I just finished producing a 1,000-page book in TeX.
Plain TeX? =>_<= Whuff. I get along okay with LaTeX but can't hack the raw stuff.

Forget all these exotic applications. I just finished producing a 1,000-page book in TeX. Portions of the book were generated on the fly with scripts. I had to reprocess the book hundreds of times to get all the details correct. I could easily have used an order of magnitude more processing power to make my life pleasant.

~~ Paul.... And the other comments to my post about utility ceiling.
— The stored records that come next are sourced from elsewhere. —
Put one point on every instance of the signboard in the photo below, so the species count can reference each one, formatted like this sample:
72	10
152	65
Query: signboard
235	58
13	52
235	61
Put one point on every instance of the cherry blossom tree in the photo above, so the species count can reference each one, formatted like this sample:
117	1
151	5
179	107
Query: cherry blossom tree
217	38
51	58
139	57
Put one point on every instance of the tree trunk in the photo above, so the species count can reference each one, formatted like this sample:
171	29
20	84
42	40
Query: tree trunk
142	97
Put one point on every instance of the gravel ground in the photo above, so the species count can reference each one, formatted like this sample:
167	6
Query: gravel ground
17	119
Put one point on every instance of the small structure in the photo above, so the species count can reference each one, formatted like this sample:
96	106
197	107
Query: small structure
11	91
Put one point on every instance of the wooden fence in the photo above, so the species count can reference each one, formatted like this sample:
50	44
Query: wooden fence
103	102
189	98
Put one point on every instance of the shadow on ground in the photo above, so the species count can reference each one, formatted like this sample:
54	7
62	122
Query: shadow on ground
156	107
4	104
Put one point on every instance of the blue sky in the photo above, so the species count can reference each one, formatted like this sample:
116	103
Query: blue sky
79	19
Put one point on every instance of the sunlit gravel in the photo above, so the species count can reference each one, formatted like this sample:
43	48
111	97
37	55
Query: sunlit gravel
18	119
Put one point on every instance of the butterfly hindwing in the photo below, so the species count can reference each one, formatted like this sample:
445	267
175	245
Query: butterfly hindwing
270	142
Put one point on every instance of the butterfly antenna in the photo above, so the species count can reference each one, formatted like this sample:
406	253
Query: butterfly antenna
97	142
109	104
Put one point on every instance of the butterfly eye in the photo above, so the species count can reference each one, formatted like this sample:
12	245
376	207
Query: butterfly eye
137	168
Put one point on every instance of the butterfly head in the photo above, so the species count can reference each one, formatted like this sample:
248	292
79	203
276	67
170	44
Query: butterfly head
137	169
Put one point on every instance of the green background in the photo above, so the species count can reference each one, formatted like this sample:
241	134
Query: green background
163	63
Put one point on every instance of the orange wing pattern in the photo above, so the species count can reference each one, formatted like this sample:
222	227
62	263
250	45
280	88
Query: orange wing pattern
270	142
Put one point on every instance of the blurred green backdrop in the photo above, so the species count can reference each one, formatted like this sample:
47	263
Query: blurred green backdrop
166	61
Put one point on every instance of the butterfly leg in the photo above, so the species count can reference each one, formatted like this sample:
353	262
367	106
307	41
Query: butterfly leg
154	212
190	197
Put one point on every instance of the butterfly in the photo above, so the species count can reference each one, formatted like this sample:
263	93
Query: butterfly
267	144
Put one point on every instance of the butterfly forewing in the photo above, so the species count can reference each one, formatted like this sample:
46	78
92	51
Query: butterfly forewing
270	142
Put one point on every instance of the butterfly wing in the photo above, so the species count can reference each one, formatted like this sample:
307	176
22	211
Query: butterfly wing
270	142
I did not say we're there now, I said within the next order of magnitude from now. That will probably take care of most of the things you mention. As for data crunching: Pure data crunching is already becoming close to "fast enough", just see what a spreadsheet can do, these days.

There will always be special applications that can never have enough power, but they are not enough to drive development.
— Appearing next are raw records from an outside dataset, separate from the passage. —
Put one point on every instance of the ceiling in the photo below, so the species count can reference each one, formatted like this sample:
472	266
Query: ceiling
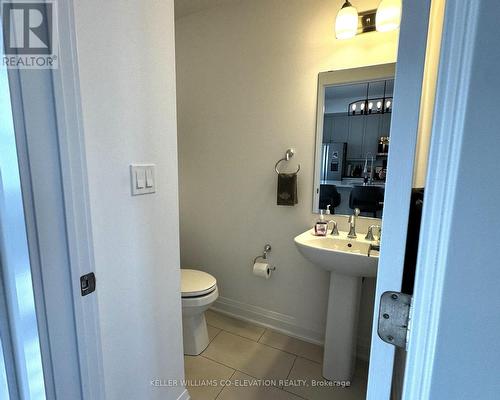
186	7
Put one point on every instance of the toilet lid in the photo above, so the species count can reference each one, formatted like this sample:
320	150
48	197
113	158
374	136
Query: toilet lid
196	283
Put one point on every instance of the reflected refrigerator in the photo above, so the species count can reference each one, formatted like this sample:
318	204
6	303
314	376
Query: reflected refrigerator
333	159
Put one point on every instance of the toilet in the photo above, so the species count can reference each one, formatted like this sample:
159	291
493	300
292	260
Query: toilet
199	291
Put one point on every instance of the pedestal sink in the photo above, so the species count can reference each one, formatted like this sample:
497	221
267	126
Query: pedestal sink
348	260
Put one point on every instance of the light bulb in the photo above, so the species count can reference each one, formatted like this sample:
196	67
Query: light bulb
346	23
388	15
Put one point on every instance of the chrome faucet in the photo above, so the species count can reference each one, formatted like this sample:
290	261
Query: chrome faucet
335	229
352	224
368	179
369	234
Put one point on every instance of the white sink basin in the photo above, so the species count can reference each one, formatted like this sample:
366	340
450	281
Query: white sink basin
348	260
339	253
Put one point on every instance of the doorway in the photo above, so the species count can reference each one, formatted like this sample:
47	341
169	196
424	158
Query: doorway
21	372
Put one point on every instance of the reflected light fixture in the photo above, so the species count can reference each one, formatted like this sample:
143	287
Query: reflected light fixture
388	15
346	23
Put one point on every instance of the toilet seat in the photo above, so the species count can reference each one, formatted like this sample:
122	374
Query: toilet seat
196	283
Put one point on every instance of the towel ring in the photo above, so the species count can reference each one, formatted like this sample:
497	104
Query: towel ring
288	155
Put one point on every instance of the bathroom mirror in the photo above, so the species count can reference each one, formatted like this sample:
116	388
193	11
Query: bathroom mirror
353	139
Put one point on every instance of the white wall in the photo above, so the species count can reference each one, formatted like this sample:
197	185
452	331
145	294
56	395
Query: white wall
247	81
126	54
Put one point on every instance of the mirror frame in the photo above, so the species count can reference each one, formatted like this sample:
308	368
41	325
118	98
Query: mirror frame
341	77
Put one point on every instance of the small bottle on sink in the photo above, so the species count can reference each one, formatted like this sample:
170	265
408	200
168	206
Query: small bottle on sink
321	226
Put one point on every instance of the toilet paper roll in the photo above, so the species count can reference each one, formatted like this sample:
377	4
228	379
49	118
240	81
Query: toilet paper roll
262	269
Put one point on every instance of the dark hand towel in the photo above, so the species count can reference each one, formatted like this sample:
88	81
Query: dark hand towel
287	190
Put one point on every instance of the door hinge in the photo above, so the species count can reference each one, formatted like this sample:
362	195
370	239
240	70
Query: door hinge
87	284
394	320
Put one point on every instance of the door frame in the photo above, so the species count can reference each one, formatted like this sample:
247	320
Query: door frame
442	182
62	157
67	97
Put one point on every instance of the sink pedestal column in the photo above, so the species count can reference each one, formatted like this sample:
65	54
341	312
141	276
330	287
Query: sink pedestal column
341	327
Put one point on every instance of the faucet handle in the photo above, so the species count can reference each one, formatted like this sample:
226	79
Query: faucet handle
335	230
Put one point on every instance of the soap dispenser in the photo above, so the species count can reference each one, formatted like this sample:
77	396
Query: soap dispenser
321	226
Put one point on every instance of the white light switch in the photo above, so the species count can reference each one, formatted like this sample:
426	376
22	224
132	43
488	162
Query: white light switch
142	179
149	178
139	179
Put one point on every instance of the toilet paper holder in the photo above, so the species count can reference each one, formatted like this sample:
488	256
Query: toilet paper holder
267	250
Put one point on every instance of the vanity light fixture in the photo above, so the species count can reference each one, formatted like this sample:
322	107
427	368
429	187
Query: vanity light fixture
388	15
350	23
371	105
346	23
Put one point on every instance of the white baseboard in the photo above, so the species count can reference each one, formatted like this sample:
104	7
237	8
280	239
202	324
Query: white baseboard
184	395
363	348
269	319
280	322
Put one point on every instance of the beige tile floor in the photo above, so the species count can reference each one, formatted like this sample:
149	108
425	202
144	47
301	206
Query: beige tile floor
246	362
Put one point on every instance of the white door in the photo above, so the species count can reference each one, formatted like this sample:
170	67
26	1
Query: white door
453	350
44	117
404	127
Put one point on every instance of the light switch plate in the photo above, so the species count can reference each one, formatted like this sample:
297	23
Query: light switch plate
142	179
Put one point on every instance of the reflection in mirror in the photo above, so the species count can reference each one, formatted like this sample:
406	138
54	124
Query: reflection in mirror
352	139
But.... we'll se. People may dream up new power hogging applications, as power becomes available.

Hans

People may dream up new power hogging applications, as power becomes available.

Yeah. I have an old computer mag from the 1980s with an article written about the upcoming CD-Rom storage technology and how it would fit in with home computer requirements. The conclusion was that it was a stupid amount of storage that no home user could ever need. We can see now (and might have suspected then) that this was a serious failure of imagination, but twenty years from now we might be saying the same thing about 350gHz PCs.
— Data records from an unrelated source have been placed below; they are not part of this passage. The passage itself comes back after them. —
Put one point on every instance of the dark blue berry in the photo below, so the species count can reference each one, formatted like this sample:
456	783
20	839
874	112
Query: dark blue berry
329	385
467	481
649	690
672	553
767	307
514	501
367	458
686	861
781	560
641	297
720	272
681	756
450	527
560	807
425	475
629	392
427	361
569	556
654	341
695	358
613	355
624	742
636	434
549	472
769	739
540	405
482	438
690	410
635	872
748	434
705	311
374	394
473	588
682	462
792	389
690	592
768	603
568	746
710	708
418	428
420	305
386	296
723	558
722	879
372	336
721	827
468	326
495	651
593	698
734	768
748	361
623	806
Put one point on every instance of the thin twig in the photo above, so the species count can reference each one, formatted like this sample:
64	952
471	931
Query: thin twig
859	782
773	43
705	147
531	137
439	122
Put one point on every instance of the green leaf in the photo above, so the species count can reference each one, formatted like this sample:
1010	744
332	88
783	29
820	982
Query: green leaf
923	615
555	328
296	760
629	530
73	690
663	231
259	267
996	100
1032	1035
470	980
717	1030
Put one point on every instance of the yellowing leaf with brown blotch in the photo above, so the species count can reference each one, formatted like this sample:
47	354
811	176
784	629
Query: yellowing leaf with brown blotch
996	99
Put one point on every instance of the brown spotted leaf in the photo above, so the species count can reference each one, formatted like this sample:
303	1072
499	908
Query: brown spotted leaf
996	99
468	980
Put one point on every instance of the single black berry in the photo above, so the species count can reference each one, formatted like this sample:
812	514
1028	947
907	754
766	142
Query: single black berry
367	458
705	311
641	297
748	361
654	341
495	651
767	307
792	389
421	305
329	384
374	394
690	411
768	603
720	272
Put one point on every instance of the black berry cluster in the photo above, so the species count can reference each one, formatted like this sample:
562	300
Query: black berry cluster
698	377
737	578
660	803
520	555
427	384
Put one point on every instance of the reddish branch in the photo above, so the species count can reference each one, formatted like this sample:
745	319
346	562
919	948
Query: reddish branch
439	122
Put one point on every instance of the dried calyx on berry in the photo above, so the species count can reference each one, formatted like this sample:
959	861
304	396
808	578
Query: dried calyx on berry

I think we're pretty darn close now. I think we're there for the average home user (note: average home users don't need a $500 video card for playing games.)

I think we're there for the average office user.

Not quite there yet in my office where 3d studio max, CADD and 4 GB raster images are pretty common.

I'd rather see network speeds increase than computer processing at the moment. especially WAN.

.... And the other comments to my post about utility ceiling.

I did not say we're there now, I said within the next order of magnitude from now. That will probably take care of most of the things you mention. As for data crunching: Pure data crunching is already becoming close to "fast enough", just see what a spreadsheet can do, these days.

What a spreadsheet can do is hardly the point. That's a bit like a car engine designer saying that there is a utility ceiling on engine power due to there being a practical limitation on roadspeed and failing to consider the power requirements of ocean liners.

There will always be special applications that can never have enough power, but they are not enough to drive development.

For the forseeable future they are certainly enough (and they are not so special). It is not just technical capability that is the driver but the cost of implementing / deploying / using the technical capability.

But.... we'll se. People may dream up new power hogging applications, as power becomes available.

Of course - better tools allows for greater innovation within a given budget. You can call it power-hogging if you like but that's mising the point.

Nobody going to argue with me?
Great - I just won a JREF argument :)

No you didn't.

No you didn't.

:)

An argument isn't just contradiction.

(From: http://www.jumpstation.ca/recroom/comedy/python/argument.html)

What a spreadsheet can do is hardly the point. That's a bit like a car engine designer saying that there is a utility ceiling on engine power due to there being a practical limitation on roadspeed and failing to consider the power requirements of ocean liners.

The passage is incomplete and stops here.